I was over at my younger sister's place this evening, helping babysit my older younger sister's kids while she and her husband went out on the town in a party bus limo, on a holiday lights tour. My help wasn't really needed--my sister and brother-in-law had things mostly under control, and the kids spent a good part of the evening looking over the shoulder of my younger brother (who lives there) while he WOWed them with a tour of a video game fantasy land...Even so, the kids were happy to see me and I had a good time playing with my youngest nephew, who's just a little over one year old now, and definitely in the top percentile of babies when it comes to cuteness, intelligence, storytelling, and quality of giggles. (He also learned to say name before anyone else's, after mom and dad of course. Granted, it was partly by accident, but it's still the absolute sweetest thing to hear him say, and get excited about.)

After dinner and dragons and such, it was time to get ready for bed. I was asked into the bathroom by my niece, who is six, and while she was getting into her PJs she (rather unexpectedly) asked me: why didn't you ever get married?

After a beat, I replied: (I guess?) I never had the chance...

She's smart, and she's seen a lot of Disney movies, so she took that in and rather quickly changed the subject to something else, like getting stuck in her pajamas or something goofy like that.

It wasn't technically true, I suppose, but it seemed like the most honest thing I could say.
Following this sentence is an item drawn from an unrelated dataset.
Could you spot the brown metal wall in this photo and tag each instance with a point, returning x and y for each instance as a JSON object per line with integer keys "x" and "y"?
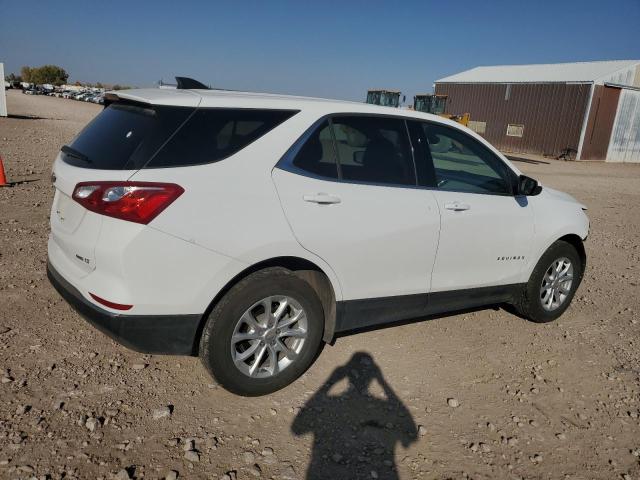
{"x": 601, "y": 117}
{"x": 552, "y": 113}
I didn't think about it much--I just try to keep it real with the kids, as much as I can.

She's probably asked me that question before, actually, although I feel like I'd have remembered it, much like I remember her asking me, a few years back (and when it was still a possibility, albeit distant), when I was going to have a baby. When I told her I probably wasn't ever going to, she asked why, and all I could say was: because a baby needs a dad, and that's something I don't have in my life.

I still recall my older brother's kids, too, so long ago, asking when they would have cousins...They have just three, now, and none anywhere near their ages.
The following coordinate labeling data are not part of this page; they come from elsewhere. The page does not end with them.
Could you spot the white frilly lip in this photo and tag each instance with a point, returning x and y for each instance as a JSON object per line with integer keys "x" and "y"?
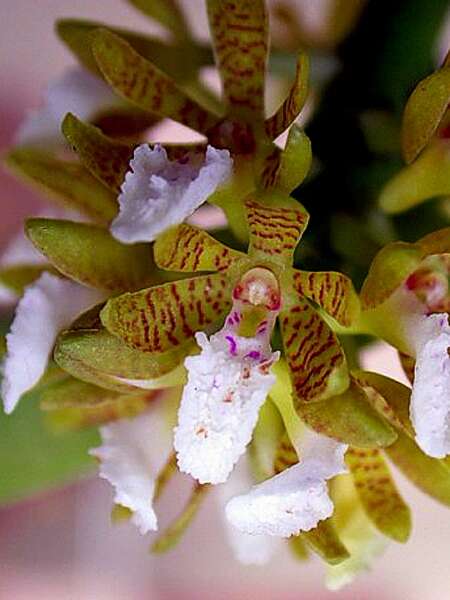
{"x": 47, "y": 306}
{"x": 158, "y": 193}
{"x": 76, "y": 91}
{"x": 296, "y": 499}
{"x": 219, "y": 408}
{"x": 247, "y": 549}
{"x": 131, "y": 455}
{"x": 430, "y": 398}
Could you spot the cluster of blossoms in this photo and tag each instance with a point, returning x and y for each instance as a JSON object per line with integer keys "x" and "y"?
{"x": 143, "y": 315}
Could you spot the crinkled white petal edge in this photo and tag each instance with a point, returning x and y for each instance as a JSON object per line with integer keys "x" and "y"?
{"x": 131, "y": 455}
{"x": 296, "y": 499}
{"x": 430, "y": 398}
{"x": 47, "y": 306}
{"x": 158, "y": 193}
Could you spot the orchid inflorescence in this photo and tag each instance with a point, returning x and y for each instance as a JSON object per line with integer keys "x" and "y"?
{"x": 135, "y": 320}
This really doesn't get easier. I wish it did. I really, really wish it did, but it really, really doesn't.

On the bright side, I don't have to make anyone breakfast tomorrow morning! Not even myself.




Friday, December 1, 2017

In a manner of speaking

I've spent so much time these past few years, looking for something to wear, as if I've been looking for who I want to be, when really: who I actually am is obviously of considerably more importance. I've spent so much time thinking that who I was, was better. Whether it's true, or not, isn't inconsequential, or irrelevant, or a matter of no concern, but it is increasingly difficult to fathom the apparent distance, between the expected result and the actual outcome of this little experiment.To be kind, it's not that I'm getting worse and worse; it's just that I thought I would have learned a few more lessons, by now.

This evening I was watching the late news on tv, and found myself musing on the sportscaster's habit, or way of speaking, and how this particular fellow seemed like a man who must have had a dream in his youth of becoming a sportscaster. He was still young, but overweight and middle-aged beyond his years, and spoke with a seemingly effortless intonation, on key and on point. Listening to his lilt, I had a minor recollection of pursuing a dream, however briefly, right before it occurred to me that it must be so much easier, truly, to play a role which somebody else has already invented.

My house is literally littered with costumes I've made and worn, for a long-running one-woman show with a sparse audience."Clothes don't make the man", they say, but I'm not quite sure the same holds as true for women. I suppose a lot depends on how critical it is for the person wearing the clothes (e.g., pants?) to manipulate their environment in order to gain advantage, or favor, or perhaps simply to create a more pleasant experience, or even for more altruistic reasons, if there were such a thing. And here we are, once again, as I digress...

The point I'm trying to make, or to get to, is that--actually, there is no point. There's no point in putting lipstick on a pig, which is not to say that I am the pig or that this post is, but only to employ yet another questionable idiom in an effort to convey how truly pointless an undertaking it is, going to pains to appear a certain way (together, for example), if that way is other than we actually are, or--more futile yet--other than the way we want to be. Then again, what's perceived through the senses, of appearances and such, can be a strong determining factor in how we assess situations, and people--even people we know quite well (including ourselves, sometimes). The way your love looks to you, is this something you can know without seeing? If the eyes, as they say, are the window, then in many ways it really is true that what you see, is what you get. 

What's my conflict here, and where's my resolution? Where am I going with this? Is this an actual story, or just another late-night journal entry? You may be asking yourself, what am I doing here?

That's just one of many questions I ask myself every morning, while I'm looking for something to wear.